Children of Refuge by Margaret Peterson Haddix

Children of Refuge by Margaret Peterson Haddix

Author:Margaret Peterson Haddix
Language: eng
Format: epub
Publisher: Simon & Schuster Books for Young Readers


CHAPTER TWENTY-TWO

I was lucky there was a computer in the back office of the soup kitchen. Or maybe the people at the soup kitchen were lucky, because I might have started throwing tables and chairs and turning the whole building upside down looking for a computer, if Zeba and her father hadn’t immediately grasped that I needed one.

“We can look up the names of the dead and the injured,” Zeba’s father said, leading me back toward the office and the computer. “And the names of the imprisoned combatants . . . I’m sure it will turn out that your friend is fine. A kid raised by Freds wouldn’t have been part of a battle. I take it you got out of Cursed Town before the fighting began?”

He was treating me like an invalid, like someone who might not even be able to stand up by himself.

Back in Fredtown, I’d always hated how my Fred-parents babied me when I was sick. But now . . .

Maybe I really wouldn’t be able to stand up if Zeba’s dad wasn’t holding on to me.

The soup kitchen’s computer was ancient and clunky and huge, and it seemed to take a year to boot up.

“Let’s see, the news coverage here was . . . suppressed,” Zeba’s father said, leaning over the keyboard. “Most people in Refuge City just want to hear sports scores and entertainment news. But some of the more serious news sites devoted a lot of time to this disaster. . . .”

“Something that happened in tiny little Cursed Town was that awful?” I whispered numbly, even as I sank into a chair. “Awful enough that people in Refuge City noticed?”

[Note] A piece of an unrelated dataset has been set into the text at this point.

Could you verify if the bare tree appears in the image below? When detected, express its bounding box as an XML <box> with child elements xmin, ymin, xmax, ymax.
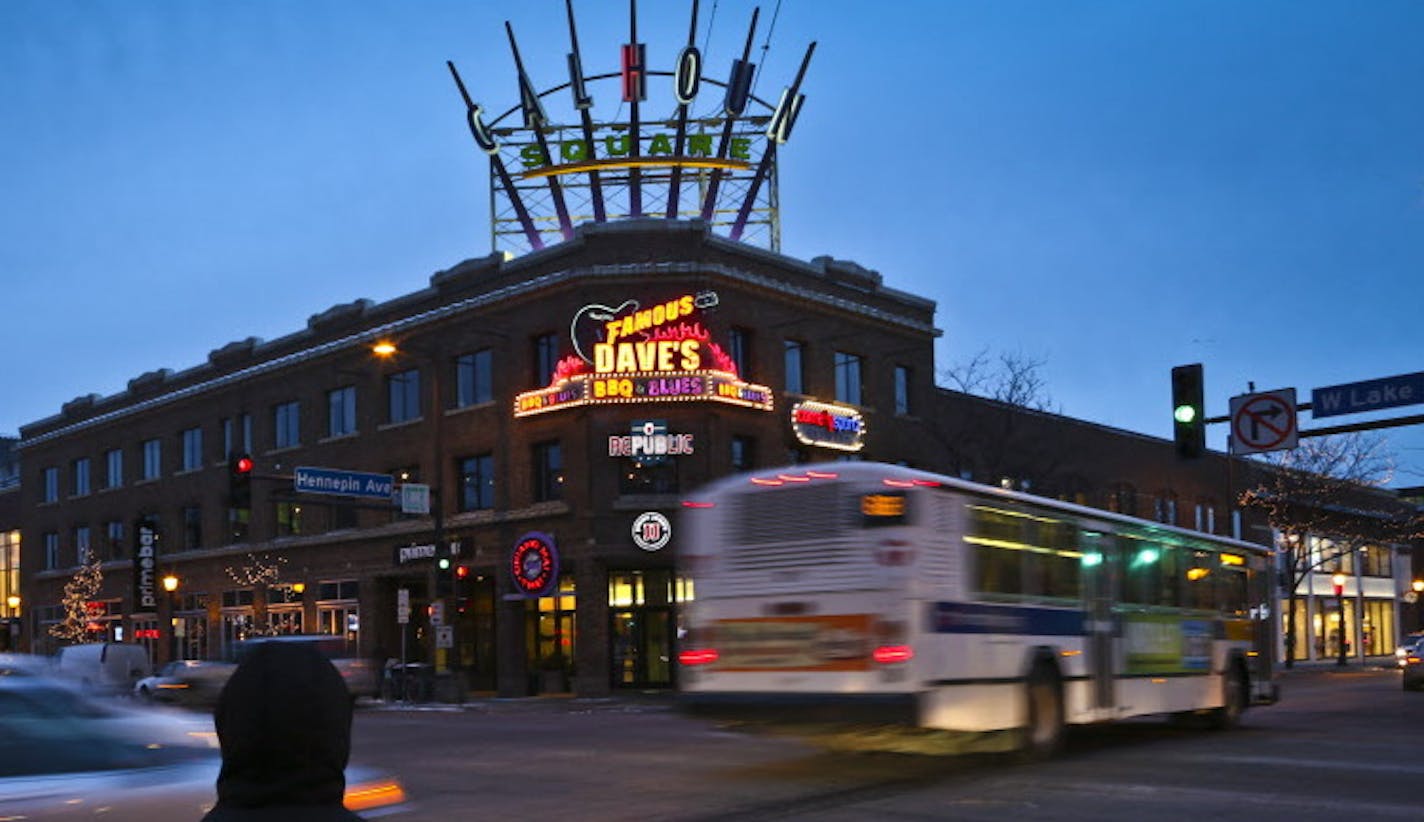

People who weren’t Enu, Kiandra, and me, anyway. Or Enu’s basketball-playing friends. I thought about my parents’ expressions when they’d assured Enu, Kiandra, and me that they were “thriving” in Cursed Town and everything was fine. They’d known about the fighting.

They’d known that they could get away with lying to us.

Zeba patted my shoulder from behind, but I didn’t look back at her. I kept my eyes glued to the computer screen.

Her father paused in his typing.

“The fighting in Refuge City set off . . . repercussions for the entire planet,” he said. “I think the newscasters can explain it better than I can. This is from last week, the first announcement.”

He hit the enter key, and a grim-looking woman appeared on the screen. She had on a frilly blouse and a bright gold suit. Her hair was stiff as a helmet, as if someone had spent hours turning it into an architectural structure. But her face sagged, and her skin had a grayish tint that made me think of dismay and distress. She looked as hopeless as the old people waiting out in the dining area of the soup kitchen.

“This is hard news to impart,” she said. “We’ve just learned that events in Cursed Town this afternoon have triggered the most controversial aspects of Agreement 5062.”

Someone gasped behind her in the news studio.